Ellis Paul – 55
Ellis Paul – 55
Format: CD – Digital
Label: Rosetta Records
Release date: June 9, 2023
When the world was shut down by Covid-19 in 2020, Ellis Paul, like many musicians, turned to the internet as a safety net to catch the fall of his tumbling livelihood. He set up microphones and lights in a spare bedroom and started performing livestream shows, hosting songwriter sessions, and playing one-on-one concerts for fans. He relied on the good will of a devoted audience that he had built over three decades. He was able to cobble together enough to keep his family fed, and he did it all from his home.
He also began to write. Before the pandemic, he’d never had the luxury of so much time at home. Songs and recordings had often been created on the fly, on open calendar dates during intense stretches of over two hundred nights per year on the road. Rushing to studios, rushing to shows, writing on airplanes. But now Ellis was home, with time on his hands.
He was turning 55, and not struggling with the idea of the age, but the consequences of it. Dupuytren’s contracture, a disease that tightly closes the fingers into a fist, had settled into both of his hands. He was wondering how long he had left as a guitarist and a pianist before it rendered playing and writing almost impossible. It eventually would.
So he just began. Song by song. While he had the time and still had the use of his fingers. Eventually, his journals had over 40 new songs etched into them.
He wrote about turning 55 during a pandemic, about the catharsis of outliving the things he’d grown up with – milkmen delivering to the door, 8-track tapes, fax machines – while at the same time losing his hero John Prine to Covid-19.

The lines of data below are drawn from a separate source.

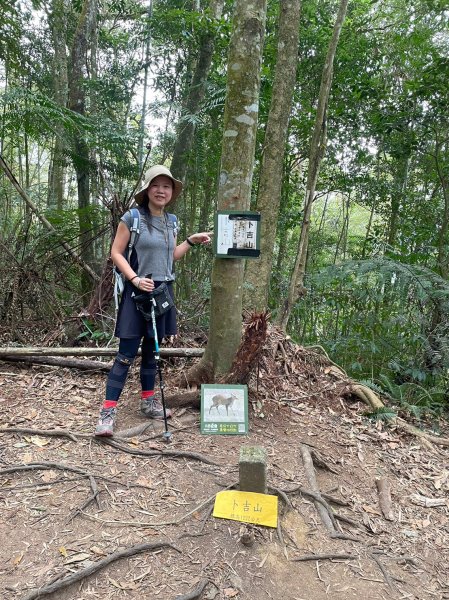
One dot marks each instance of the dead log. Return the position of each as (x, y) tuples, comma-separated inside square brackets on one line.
[(383, 489), (95, 567), (64, 351)]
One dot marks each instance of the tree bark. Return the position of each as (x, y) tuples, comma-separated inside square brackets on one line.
[(317, 148), (111, 351), (77, 103), (43, 220), (258, 272), (58, 27), (236, 170)]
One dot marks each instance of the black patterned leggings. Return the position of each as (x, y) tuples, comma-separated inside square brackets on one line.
[(127, 352)]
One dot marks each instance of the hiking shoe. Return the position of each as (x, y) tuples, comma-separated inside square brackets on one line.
[(153, 409), (105, 425)]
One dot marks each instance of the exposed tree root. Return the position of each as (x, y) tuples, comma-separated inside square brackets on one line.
[(324, 510), (308, 557), (94, 568)]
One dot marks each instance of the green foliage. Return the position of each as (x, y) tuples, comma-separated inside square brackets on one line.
[(92, 333), (384, 320)]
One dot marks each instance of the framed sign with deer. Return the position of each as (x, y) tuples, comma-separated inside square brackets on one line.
[(224, 409)]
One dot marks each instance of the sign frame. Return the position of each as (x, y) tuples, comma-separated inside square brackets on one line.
[(237, 234), (219, 419)]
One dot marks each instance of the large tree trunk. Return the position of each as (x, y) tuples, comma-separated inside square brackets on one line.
[(258, 272), (237, 162), (194, 97), (58, 27), (317, 148)]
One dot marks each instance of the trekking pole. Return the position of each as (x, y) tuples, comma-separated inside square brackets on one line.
[(167, 434)]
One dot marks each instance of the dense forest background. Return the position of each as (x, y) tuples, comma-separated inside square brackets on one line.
[(86, 85)]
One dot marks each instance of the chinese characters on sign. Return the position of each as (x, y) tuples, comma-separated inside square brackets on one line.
[(237, 234), (247, 507), (224, 409)]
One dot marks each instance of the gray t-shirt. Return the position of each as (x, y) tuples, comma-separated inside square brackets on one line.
[(154, 245)]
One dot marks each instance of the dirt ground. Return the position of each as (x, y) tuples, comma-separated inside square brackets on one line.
[(52, 528)]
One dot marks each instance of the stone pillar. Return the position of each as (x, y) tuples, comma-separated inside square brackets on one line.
[(253, 469)]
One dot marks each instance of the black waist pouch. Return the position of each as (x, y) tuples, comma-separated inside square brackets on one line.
[(160, 299)]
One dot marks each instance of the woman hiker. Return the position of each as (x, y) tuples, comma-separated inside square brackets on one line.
[(154, 252)]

The isolation of the pandemic – writing alone, recording at home, producing himself – all came with a restless madness. But Ellis found inspiration in Peter Jackson’s brilliant Beatles’ documentary Get Back. He’d repeatedly watch the show for hours until he felt a unique electric inspiration, and then he’d run downstairs to his studio to record into the wee hours of the morning.

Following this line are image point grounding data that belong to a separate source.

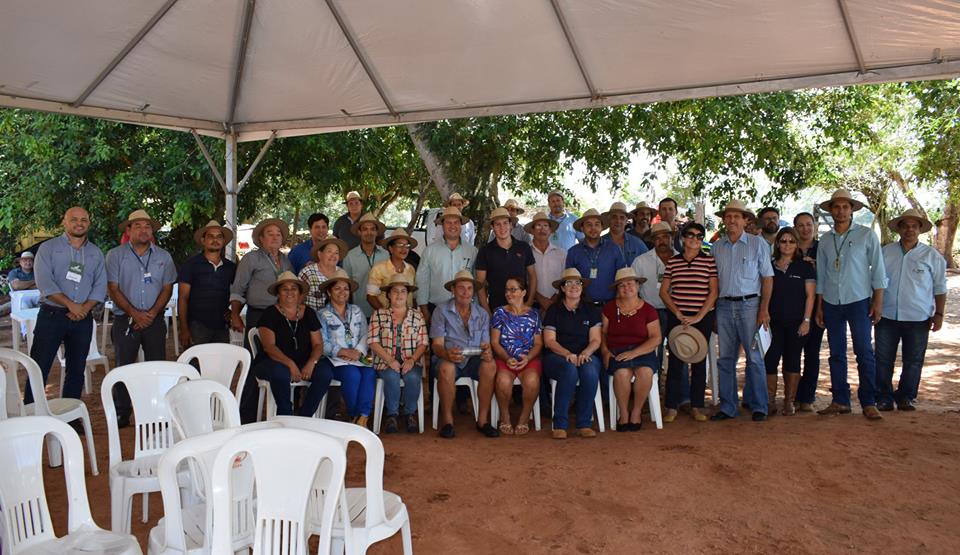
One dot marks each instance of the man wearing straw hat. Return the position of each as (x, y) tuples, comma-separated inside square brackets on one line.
[(912, 307), (140, 278), (203, 304), (850, 284)]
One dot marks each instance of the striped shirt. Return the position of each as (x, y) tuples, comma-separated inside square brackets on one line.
[(690, 281)]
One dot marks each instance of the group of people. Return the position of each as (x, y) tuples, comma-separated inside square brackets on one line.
[(556, 297)]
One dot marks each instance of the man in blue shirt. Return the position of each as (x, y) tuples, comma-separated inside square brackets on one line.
[(849, 272), (912, 307)]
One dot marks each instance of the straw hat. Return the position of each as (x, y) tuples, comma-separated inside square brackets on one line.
[(570, 273), (136, 216), (910, 213), (282, 225), (368, 217), (284, 278), (687, 344), (842, 194), (625, 274), (227, 234), (541, 217)]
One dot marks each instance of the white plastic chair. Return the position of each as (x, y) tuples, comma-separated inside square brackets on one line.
[(63, 409), (147, 383), (26, 516), (286, 487), (371, 514)]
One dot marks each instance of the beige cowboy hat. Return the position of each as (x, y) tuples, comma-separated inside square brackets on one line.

You can still hear the wake of the British Invasion 60 years later in these songs. The Easter eggs are everywhere: the George Harrison-style guitar and backing vocals on ‘The Gift’, the lyrics in ‘Everyone Knows it Now’, the ringmaster and circus crowd noise in ‘Tattoo Lady’, and of course, the harmonies.
He brought in Laurie MacAllister and Abbie Gardner of the beloved Americana trio Red Molly, alongside Grammy-nominated Seth Glier for background vocals. And though many of the instruments were played by Ellis at home, he traveled up to the Woodstock, NY studio of engineer Mark Dann, enlisting the talents of studio veterans Eric Parker on drums (Bonnie Raitt, Orleans, John Hall), Radoslav Lorković on piano (Odetta, Jimmy LaFave), and Mark Dann himself on extra electric guitars and bass.